Selling Lifeboats on the Titanic

Tom Rand
ArcTern Ventures
Published in
2 min readDec 21, 2016

Speaking at a cleantech event recently, I bemoaned the lack of urgency in capital movement to the sector. Carbon builds, capital barely moves. Climate growls, capital purrs. Our national and global efforts to mitigate climate risk looks an awful lot like bailing the Titanic out with a teaspoon. And gosh, it’s not like our civic institutions and food security is at risk, right? … So I expressed my usual impatience.

The speaker after me was in a sunnier mood.
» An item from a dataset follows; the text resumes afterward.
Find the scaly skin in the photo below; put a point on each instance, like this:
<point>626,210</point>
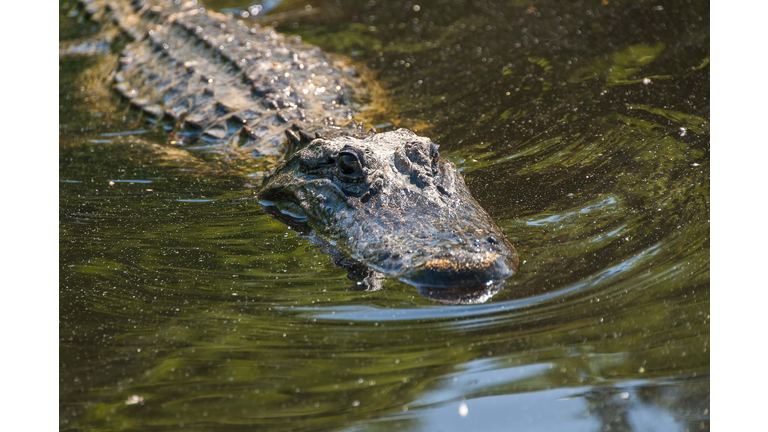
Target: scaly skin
<point>387,200</point>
Hey — if there’s a few people at the back of the boat who don’t care about the boat sinking — why worry? “I’ll be the one selling them lifeboats!” A classic view from pure financial players — hey, if others are too stupid to get it, I’ll arbitrage the opportunity and make big bucks.

There are (at least) two problems with this view:

1. A world of lifeboats, and no mothership, is not a world in which IRR boosts provide much succor. If the boat sinks, lifeboats ain’t gonna get us to shore. I’m worried about the boat sinking, not how much I can make off it going down! Remember: at some basic level — we really are all in this together.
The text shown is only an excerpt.